En poco más de una hora de programa se resume el tránsito del aprendizaje y la esmerada imitación al descubrimiento del propio estilo, que es sobre todo el hallazgo un poco atónito de algo que uno había llevado siempre de manera latente consigo y no había sabido ver, y se le revela un día como en un trance de ebriedad. En torno a los veinte años, en la Primera sinfonía, Charles Ives empezó queriendo laboriosamente ser una mezcla de Brahms, de Schubert, de Dvorak. Completó esa tarea con visible alivio y ya no miró nunca hacia atrás, y si decidió hacerse ejecutivo de seguros en vez de profesor universitario de música o compositor de mediocridades aceptables probablemente fue porque se dio cuenta de que no le sería posible transigir sin arruinar su talento. Con tedio respetuoso uno escuchaba a la Sinfónica de Detroit tocando una música que tiene algo de resumen y de retrato robot del sinfonismo europeo. Pero en cuanto Leonard Slatkin atacó el comienzo de la Segunda la disciplinada obviedad dio paso al fulgor de lo nuevo. El arte académico, en cualquiera de las variedades del academicismo —incluido el academicismo contemporáneo de la transgresión— se define sobre todo por lo que deja fuera, lo inconveniente, lo no admitido, lo no aceptable.

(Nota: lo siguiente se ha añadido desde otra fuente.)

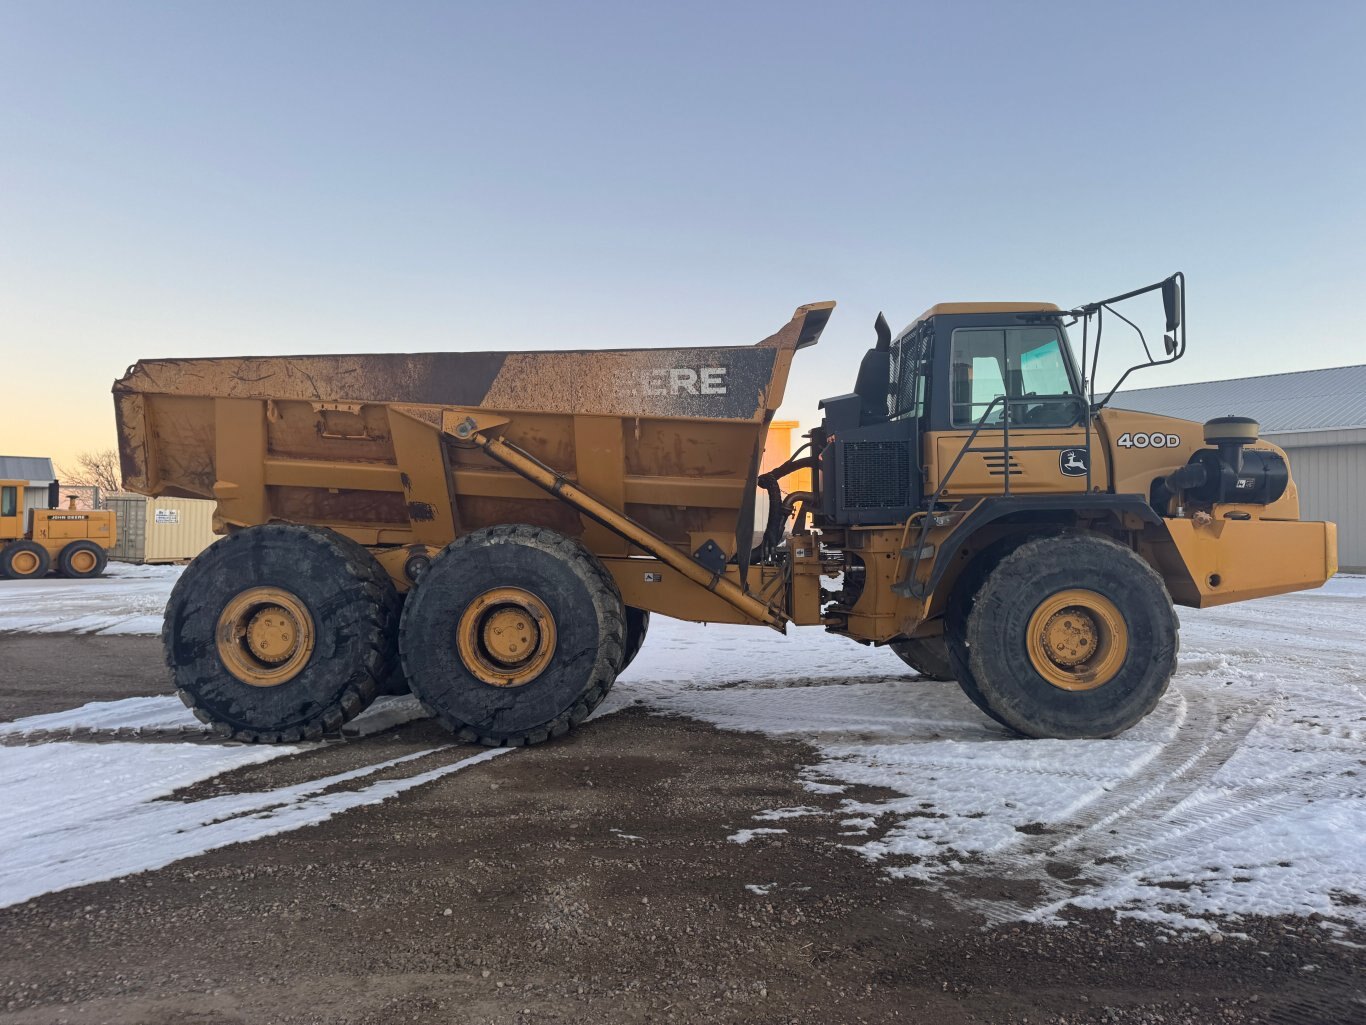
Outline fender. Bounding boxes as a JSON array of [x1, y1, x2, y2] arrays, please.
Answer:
[[906, 493, 1162, 605]]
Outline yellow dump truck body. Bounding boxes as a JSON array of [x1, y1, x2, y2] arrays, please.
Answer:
[[111, 281, 1337, 748], [114, 304, 831, 578]]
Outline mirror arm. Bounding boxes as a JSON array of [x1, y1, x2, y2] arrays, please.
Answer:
[[1103, 303, 1153, 363]]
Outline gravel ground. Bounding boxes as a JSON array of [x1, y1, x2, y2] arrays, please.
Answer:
[[0, 637, 1361, 1024], [0, 636, 172, 721]]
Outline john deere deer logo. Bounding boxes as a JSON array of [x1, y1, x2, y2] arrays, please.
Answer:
[[1060, 449, 1088, 477]]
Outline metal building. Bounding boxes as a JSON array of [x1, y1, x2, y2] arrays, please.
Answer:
[[1119, 364, 1366, 572], [0, 455, 57, 519]]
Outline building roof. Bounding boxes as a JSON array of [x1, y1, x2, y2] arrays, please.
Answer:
[[1115, 364, 1366, 434], [0, 456, 56, 486]]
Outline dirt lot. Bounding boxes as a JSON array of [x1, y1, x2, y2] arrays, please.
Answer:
[[1, 636, 173, 720], [0, 636, 1362, 1025]]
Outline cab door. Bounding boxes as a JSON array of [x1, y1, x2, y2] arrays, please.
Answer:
[[925, 325, 1109, 499], [0, 481, 25, 540]]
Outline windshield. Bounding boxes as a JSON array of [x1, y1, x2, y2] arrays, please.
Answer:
[[949, 325, 1081, 428]]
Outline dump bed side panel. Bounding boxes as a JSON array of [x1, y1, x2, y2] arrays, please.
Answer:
[[113, 303, 833, 559], [114, 347, 779, 419]]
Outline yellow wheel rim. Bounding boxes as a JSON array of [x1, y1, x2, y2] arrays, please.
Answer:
[[1026, 588, 1128, 692], [10, 549, 42, 576], [456, 587, 557, 688], [69, 549, 98, 574], [216, 587, 315, 687]]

Un gran artista original de verdad asombra por la variedad y la amplitud de todo lo que abarca: lo desdeñable para otros él lo acoge y lo celebra con la desvergüenza de un buhonero; lo vulgar resulta de pronto memorable en sus manos, lo más sagrado se revela grandilocuente o irrisorio, lo que parecía ruido y desorden y deshecho se transforma en belleza; los límites que todo el mundo consideraba intocables él los derriba como sin darse cuenta, en la pura expansión jovial de sus facultades.

Entre 1906 y 1918 Charles Ives, al mismo tiempo que prosperaba su compañía de seguros, vivió un período de fertilidad creativa quizás sólo comparable al que comenzó para Faulkner en 1928 con El ruido y la furia y le duró más o menos hasta Wild Palms, en 1939. Faulkner vivía entre la indiferencia más bien hostil de sus conciudadanos en Oxford, Misisipi, pero al menos sus libros se editaban y recibían en algunos casos buenas críticas y tenían unos pocos lectores. A Charles Ives no lo sustentaba casi nada más que el impulso solitario de su vocación. De él procede como un manantial de agua muy caudalosa y limpia la Tercera sinfonía, que es un adagio de sosiego entre la Segunda y la Cuarta. Entre unas cosas y otras a Charles Ives le dio tiempo a escribir un manual muy bien recibido por la gente de su profesión, El seguro de vida en relación al impuesto de sucesiones. Mientras Leonard Slatkin casi se descoyunta en el podio dirigiendo la Cuarta sinfonía yo me acuerdo de las tempestades de disonancias magníficas que muchos años después de Ives desataban John Coltrane o Charles Mingus: un clamor que asciende hacia el caos y súbitamente se resuelve en quietud y rumor, lluvia tenue en las hojas de un bosque cuando ha pasado la tormenta.